Esta derecha, protegida por un poder judicial prevaricador, se ha cansado de la democracia y no se esconde
Esta derecha que está preparada, dispuesta, ansiosa por hacerse con las riendas de este reino, me recuerda a la derecha predemocrática y, por los azares de mi vida, ya no tengo el miedo con el que malvivía cuando temía convertirme en huérfano. Esta derecha, protegida por un poder judicial prevaricador, se ha cansado de la democracia y no se esconde. Los representantes de esta caverna lo negarán, pero, a través de medios afines, han llenado el país de taxistas —metafóricamente hablando— dispuestos a esparcir el miedo hasta que puedan llevar a España a la bancarrota moral.
Y mira que les avisamos, a todos estos que ahora claman por la condena al fiscal general, García Ortiz, cuando hicieron la vista gorda, por acción u omisión, con los juicios sufridos por los miembros del procés. Todo aquello que ahora ven injusto, o una hoja de ruta marcada por un poder judicial dirigido por unos magistrados que cargan, como los toreros, hacia la ultraderecha, entonces lo vieron impoluto y como una victoria ética de la democracia constitucional.
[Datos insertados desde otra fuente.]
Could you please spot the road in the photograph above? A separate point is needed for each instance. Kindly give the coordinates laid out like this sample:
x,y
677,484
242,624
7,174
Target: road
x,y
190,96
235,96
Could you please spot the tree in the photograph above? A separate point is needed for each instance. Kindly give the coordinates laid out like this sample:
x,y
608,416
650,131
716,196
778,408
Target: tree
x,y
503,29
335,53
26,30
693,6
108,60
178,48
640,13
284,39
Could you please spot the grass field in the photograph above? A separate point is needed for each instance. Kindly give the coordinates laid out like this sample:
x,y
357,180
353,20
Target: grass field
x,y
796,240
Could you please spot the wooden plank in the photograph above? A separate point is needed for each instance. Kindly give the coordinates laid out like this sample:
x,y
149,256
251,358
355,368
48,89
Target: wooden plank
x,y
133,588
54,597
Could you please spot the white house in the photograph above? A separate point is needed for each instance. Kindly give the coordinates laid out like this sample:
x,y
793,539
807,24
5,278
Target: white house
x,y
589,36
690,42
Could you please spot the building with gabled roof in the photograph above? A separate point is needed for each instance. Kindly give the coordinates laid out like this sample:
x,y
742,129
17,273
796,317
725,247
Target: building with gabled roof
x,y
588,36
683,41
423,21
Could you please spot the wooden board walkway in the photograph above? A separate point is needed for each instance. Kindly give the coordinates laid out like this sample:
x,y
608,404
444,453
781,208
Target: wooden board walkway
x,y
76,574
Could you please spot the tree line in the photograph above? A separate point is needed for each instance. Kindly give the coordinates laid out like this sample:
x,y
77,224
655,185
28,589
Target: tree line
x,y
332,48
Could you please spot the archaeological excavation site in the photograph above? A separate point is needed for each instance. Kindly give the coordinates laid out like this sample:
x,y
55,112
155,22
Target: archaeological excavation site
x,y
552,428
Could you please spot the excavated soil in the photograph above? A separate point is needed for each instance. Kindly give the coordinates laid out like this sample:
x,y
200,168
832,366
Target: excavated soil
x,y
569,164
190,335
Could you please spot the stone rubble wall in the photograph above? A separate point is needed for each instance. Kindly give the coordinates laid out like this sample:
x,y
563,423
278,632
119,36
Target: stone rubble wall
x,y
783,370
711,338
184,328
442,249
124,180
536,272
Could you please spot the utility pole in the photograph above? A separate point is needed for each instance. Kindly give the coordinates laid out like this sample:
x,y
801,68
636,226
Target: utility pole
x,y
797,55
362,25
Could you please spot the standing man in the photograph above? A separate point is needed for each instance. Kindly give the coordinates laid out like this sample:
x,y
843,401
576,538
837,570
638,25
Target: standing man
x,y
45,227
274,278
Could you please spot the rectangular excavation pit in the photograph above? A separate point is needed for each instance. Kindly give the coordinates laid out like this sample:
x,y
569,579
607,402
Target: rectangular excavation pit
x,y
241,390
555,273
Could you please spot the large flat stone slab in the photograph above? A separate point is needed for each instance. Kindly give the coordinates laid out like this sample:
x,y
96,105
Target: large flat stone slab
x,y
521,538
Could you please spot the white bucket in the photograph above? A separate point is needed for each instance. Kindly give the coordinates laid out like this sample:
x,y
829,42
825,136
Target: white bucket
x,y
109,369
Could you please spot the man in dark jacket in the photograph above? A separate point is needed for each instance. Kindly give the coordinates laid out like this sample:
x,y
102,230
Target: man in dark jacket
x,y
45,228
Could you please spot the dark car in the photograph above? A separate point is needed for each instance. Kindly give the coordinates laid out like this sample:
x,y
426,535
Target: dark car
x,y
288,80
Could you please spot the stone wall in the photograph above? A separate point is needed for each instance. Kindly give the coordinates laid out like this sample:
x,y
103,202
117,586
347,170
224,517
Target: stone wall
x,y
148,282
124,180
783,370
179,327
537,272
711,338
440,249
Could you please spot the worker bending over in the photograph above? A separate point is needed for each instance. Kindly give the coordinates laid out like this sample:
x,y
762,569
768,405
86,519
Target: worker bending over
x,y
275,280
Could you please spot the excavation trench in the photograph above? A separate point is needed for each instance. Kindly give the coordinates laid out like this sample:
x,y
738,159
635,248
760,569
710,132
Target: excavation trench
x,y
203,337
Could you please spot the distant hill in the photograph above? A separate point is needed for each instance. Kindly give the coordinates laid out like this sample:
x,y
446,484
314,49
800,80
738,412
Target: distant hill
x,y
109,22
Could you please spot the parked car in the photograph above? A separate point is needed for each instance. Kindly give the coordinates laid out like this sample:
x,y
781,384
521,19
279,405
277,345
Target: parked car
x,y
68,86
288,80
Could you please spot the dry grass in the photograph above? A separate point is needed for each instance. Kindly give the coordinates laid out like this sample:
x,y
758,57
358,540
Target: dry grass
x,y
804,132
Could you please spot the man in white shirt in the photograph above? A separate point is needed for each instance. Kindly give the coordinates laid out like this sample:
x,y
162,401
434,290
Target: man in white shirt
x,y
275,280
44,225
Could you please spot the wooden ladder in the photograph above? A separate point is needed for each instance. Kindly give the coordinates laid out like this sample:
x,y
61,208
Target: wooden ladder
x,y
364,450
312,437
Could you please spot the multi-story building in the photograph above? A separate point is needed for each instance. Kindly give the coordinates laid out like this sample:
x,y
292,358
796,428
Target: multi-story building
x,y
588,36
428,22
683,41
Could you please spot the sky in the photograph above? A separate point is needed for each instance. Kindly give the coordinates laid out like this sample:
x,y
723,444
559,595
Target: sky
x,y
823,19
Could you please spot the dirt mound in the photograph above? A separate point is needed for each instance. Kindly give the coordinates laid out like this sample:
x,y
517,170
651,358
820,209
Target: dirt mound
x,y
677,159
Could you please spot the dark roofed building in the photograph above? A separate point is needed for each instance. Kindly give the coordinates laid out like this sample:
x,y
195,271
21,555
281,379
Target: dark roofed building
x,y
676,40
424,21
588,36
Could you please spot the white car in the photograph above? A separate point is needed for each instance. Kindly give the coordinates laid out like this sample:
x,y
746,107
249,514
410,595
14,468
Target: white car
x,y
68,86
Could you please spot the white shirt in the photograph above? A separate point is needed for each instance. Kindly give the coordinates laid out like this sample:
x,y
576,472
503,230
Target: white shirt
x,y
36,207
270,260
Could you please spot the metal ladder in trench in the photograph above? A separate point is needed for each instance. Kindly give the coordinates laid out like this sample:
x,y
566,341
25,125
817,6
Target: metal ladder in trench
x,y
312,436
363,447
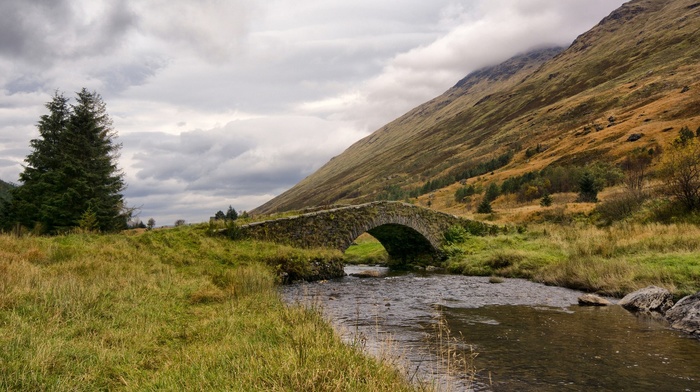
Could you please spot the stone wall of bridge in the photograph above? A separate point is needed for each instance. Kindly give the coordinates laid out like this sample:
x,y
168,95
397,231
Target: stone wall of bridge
x,y
406,231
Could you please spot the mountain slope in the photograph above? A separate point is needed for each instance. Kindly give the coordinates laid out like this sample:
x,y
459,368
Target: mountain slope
x,y
636,72
5,189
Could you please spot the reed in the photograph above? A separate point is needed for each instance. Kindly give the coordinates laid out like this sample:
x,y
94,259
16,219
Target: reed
x,y
165,310
612,260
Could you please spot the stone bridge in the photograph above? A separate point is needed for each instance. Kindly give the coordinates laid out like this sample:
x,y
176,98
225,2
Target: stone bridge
x,y
407,232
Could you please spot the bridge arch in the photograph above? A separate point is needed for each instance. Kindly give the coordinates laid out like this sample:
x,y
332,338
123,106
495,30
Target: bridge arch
x,y
406,231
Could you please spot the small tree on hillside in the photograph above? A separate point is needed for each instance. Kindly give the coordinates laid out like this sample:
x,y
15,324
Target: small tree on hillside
x,y
484,207
71,172
546,200
231,214
635,165
680,171
588,189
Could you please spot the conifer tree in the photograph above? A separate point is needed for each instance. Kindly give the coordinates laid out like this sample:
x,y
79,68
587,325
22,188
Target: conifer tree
x,y
71,172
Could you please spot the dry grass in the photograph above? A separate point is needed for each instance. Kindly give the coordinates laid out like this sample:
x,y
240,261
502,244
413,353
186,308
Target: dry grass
x,y
614,260
164,310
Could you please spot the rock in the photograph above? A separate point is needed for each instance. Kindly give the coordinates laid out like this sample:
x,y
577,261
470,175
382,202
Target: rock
x,y
593,300
649,299
366,274
685,315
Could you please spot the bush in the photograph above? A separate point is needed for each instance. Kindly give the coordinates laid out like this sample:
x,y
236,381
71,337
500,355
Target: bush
x,y
455,235
680,171
546,200
620,206
588,189
484,207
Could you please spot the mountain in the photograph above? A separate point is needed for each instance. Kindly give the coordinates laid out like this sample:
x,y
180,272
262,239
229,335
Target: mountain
x,y
635,73
5,189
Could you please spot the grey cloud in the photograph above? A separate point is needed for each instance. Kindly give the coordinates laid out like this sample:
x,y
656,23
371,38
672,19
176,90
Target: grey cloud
x,y
175,65
47,31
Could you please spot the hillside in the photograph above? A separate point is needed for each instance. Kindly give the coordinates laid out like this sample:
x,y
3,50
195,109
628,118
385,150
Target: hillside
x,y
636,72
4,189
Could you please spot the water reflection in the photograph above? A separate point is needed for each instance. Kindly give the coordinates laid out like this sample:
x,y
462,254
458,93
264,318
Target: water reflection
x,y
528,336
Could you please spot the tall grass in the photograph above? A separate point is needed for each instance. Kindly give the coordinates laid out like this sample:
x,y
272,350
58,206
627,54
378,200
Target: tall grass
x,y
613,260
164,310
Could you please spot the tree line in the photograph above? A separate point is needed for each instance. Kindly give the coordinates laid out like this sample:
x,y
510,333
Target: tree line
x,y
70,178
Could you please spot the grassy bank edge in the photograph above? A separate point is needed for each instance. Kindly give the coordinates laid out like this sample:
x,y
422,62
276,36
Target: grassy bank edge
x,y
167,310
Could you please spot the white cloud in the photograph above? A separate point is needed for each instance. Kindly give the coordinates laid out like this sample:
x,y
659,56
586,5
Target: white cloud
x,y
229,103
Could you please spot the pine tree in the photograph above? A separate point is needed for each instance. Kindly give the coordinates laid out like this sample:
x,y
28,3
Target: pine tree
x,y
546,200
71,170
484,207
588,189
231,214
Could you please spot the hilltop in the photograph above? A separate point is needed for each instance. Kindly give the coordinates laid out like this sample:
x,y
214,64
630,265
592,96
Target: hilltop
x,y
634,74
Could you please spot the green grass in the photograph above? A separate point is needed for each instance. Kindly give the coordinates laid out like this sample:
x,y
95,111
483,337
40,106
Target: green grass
x,y
366,250
612,261
165,310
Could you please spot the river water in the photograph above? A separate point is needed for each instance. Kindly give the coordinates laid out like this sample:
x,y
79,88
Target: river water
x,y
524,336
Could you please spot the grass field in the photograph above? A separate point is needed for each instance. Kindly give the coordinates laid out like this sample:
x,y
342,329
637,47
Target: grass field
x,y
612,260
165,310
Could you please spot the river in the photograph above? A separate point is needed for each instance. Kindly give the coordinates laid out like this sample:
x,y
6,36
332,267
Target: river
x,y
524,336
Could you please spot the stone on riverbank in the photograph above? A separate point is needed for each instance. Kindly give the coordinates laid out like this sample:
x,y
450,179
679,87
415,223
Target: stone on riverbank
x,y
367,274
593,300
650,299
685,315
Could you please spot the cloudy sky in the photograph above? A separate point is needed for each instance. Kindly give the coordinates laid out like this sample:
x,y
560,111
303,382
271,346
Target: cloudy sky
x,y
231,102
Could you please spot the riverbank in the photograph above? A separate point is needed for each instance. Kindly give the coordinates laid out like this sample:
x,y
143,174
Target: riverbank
x,y
171,309
613,260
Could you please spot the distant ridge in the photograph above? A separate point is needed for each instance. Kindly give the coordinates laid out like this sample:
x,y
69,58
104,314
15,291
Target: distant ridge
x,y
636,72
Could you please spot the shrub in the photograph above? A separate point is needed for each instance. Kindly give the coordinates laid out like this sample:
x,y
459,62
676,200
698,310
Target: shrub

Y en parte, de todo esto de García Ortiz, tanto el PSOE como otros representantes de la izquierda política son responsables de ello. Y también lo son una parte importante de los miembros de una intelectualidad, si se les puede considerar intelectuales, que se mofaron de los políticos catalanes y se congratularon de que acabaran en la cárcel gracias a la sentencia de un juicio que ya estaba escrita antes de empezar. Me refiero a Echanove, Sacristán, Maura, Ana Belén, Víctor Manuel, Lindo, Sabina y un largo etcétera de socios del comedero que ahora protestan y se rasgan las vestiduras, pero entonces, callaron por militancia patriótica. Una postura borrega que me recordó la actitud de la casta, que hizo del franquismo una noche tan oscura como longeva. Su adhesión pública al 155 fue el preámbulo de esta España que ahora les desencanta. Se lo tienen bien merecido.
Cuando murió Franco, yo tenía 9 años, pero era tan consciente del momento que vivía que, ahora, 50 años después, no me sorprende nada del país que nos ha tocado vivir.